Greenhouse gas emissions rising in Scotland

When talking about greenhouse gases that significantly contribute to climate change most people only refer to carbon dioxide (CO2) but there are plenty of other greenhouse gases, many of which are much more powerful than CO2. World’s most potent greenhouse gas is sulphur hexafluoride (SF6), and scientists have calculated that this gas is around 24,000 times more effective than carbon dioxide at trapping heat in the atmosphere, a huge concern for a further strengthening of the climate change impact.

In the last ten years Scottish SF6 emissions have increased dramatically, and according to the latest UK government data Scotland’s production of SF6 has increased by two-thirds since 1995. In fact in 2008 alone SF6 contributed seven times more to warming effect than carbon dioxide, and this is the major reason for concern.

15,000 tonnes of SF6 that Scotland produced in 2008 equals to 360 million tonnes of carbon dioxide. SF6 can be found in many different industrial products such as semiconductors used in electricity.

SF6 is not the only powerful greenhouse gas that experienced massive increase in Scotland in the last few decades as hydrofluorocarbons (HFCs), have also experienced massive increases since 1995. Since the 1995 Scottish emissions of HFCs have increased by staggering 610%, and HFC's are 11,000 times more effective at trapping heat in the atmosphere than carbon dioxide.

Huge rise of HFC's emissions is not only trend in Scotland but also in Wales and Northern Ireland, only England showed decrease in HFC's emissions in the last couple of years.

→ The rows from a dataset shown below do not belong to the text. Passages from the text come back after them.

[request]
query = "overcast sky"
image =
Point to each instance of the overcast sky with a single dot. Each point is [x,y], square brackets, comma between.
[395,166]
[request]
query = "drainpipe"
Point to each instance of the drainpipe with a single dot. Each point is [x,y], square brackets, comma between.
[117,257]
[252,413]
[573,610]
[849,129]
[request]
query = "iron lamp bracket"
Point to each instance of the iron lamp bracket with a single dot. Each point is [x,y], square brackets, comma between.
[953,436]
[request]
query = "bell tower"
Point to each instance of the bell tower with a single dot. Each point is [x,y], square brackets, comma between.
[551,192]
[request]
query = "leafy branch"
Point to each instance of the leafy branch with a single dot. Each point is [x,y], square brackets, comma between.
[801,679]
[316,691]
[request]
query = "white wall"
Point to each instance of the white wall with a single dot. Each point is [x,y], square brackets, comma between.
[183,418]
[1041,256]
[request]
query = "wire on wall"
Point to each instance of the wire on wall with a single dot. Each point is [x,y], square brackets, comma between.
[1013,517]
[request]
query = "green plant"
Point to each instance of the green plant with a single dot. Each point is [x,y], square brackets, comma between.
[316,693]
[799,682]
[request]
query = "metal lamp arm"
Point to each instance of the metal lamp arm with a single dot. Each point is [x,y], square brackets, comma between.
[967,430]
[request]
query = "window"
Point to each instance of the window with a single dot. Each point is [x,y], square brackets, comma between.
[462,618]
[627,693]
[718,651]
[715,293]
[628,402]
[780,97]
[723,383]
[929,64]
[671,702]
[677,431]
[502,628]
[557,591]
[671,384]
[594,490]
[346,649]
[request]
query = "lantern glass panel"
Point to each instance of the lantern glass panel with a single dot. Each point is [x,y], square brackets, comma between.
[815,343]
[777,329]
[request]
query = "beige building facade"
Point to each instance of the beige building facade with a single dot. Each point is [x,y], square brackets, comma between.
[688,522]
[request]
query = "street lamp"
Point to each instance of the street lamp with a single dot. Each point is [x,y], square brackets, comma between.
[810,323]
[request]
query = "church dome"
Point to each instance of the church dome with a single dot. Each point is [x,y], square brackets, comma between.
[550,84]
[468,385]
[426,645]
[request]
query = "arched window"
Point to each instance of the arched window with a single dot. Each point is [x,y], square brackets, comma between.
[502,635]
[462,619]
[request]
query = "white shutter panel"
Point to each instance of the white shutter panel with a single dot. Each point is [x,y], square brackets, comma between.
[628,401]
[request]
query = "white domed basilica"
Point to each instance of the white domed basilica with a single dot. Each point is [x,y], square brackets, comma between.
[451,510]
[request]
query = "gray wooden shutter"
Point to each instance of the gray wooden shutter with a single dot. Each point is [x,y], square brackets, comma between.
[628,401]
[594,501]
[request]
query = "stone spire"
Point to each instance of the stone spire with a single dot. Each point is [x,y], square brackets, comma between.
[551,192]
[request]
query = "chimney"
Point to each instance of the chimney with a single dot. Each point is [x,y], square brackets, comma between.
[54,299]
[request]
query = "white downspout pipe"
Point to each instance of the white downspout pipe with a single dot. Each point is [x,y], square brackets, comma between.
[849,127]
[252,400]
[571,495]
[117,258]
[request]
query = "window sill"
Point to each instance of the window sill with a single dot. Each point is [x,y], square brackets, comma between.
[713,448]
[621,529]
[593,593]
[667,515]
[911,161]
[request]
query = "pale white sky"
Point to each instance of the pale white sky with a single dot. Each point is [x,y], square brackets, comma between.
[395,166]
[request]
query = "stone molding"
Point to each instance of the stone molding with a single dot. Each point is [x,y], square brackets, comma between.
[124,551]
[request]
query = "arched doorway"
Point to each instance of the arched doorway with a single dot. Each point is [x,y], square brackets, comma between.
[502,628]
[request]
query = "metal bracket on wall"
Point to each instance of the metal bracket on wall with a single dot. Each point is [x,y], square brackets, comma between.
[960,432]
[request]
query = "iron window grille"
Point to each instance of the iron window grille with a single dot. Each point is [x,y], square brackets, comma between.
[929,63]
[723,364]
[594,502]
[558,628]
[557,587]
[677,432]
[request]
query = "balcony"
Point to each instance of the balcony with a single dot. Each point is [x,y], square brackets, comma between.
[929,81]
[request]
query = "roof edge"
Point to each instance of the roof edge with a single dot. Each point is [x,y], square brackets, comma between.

It looks like Britain will not only have to focus on reducing the carbon emissions but also on reducing SF6 and HFC's levels as these greenhouse gases are much more harmful compared to CO2.

1 comment:

  1. It's hard to understand where some of these figures come from: the National Atmospheric Emissions Inventory says SF6 emissions in 2008 had risen by 66% from 1995 BUT were the equivalent of just 51,200 tonnes of CO2, or just 1% of total GHG emissions (after conversion to CO2 equivalents). See

    So the claim that SF6 emissions outweigh CO2 emissions in GWP is plain wrong.